The UK’s unemployment rate fell to its lowest since the early 1970s this summer even as the economy stalled, according to official data that will bolster policymakers’ concerns that a labor shortage is fueling inflation.
The Office for National Statistics said Tuesday that the unemployment rate fell to 3.6 percent in the three months to July, down 0.2 percentage points from the previous quarter and the lowest level since 1974, but this was not due to an increase in the number of workers. The employment rate also fell 0.2 percentage point to 75.4 percent.
Instead, there was a new jump in the number of people who said they were not working because they were studying or had a long-term health condition — raising the economic inactivity rate by 0.4 percentage points to 21.7 percent, higher than its previous rate. epidemic level.

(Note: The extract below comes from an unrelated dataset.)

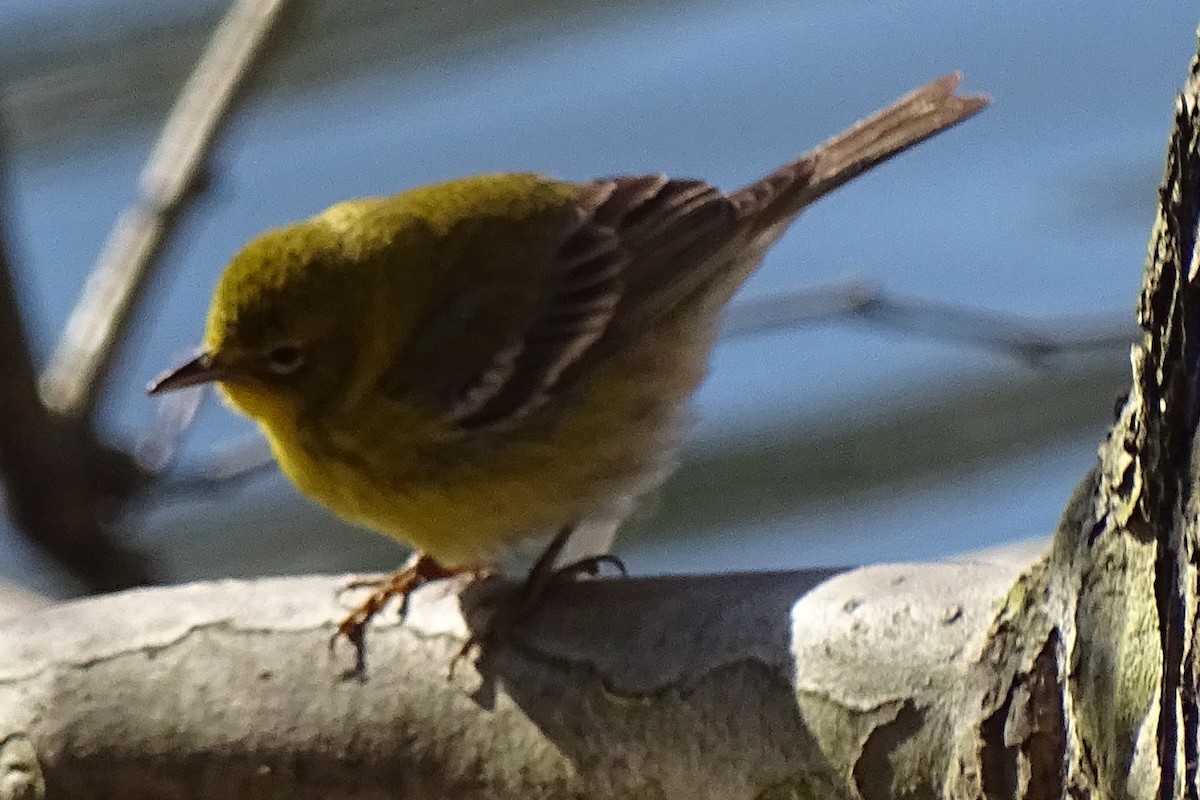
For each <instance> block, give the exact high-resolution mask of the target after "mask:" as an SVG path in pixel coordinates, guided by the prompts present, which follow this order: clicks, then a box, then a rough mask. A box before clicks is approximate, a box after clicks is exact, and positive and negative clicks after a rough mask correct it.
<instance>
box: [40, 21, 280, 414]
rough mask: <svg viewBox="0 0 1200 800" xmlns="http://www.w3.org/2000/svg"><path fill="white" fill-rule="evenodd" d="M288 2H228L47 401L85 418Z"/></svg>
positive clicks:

Andrew Bailey, Governor of the Bank of England, has warned that a shrinking workforce will make price and wage pressures more persistent, and the latest figures will strengthen the case for the central bank to continue to tighten monetary policy aggressively at next week’s meeting to make a decision delayed by the Queen’s death.
The data showed that wage growth strengthened in the three months to July, with average total wages, including bonuses, 5.5 percent higher than the previous year.
But Yael Selvin, an economist at KPMG, said that would be “little consolation” for workers whose salaries have been squeezed by rising inflation, with total wages down 2.6 percent in real terms and normal weekly earnings down 2.8 percent.
There were also signs that the economic downturn was starting to make employers more cautious about hiring new employees, with the number of job openings dropping to 1.26 million in the three months to August – still very high by historical standards, but the biggest drop since the early stages of the pandemic in 2020.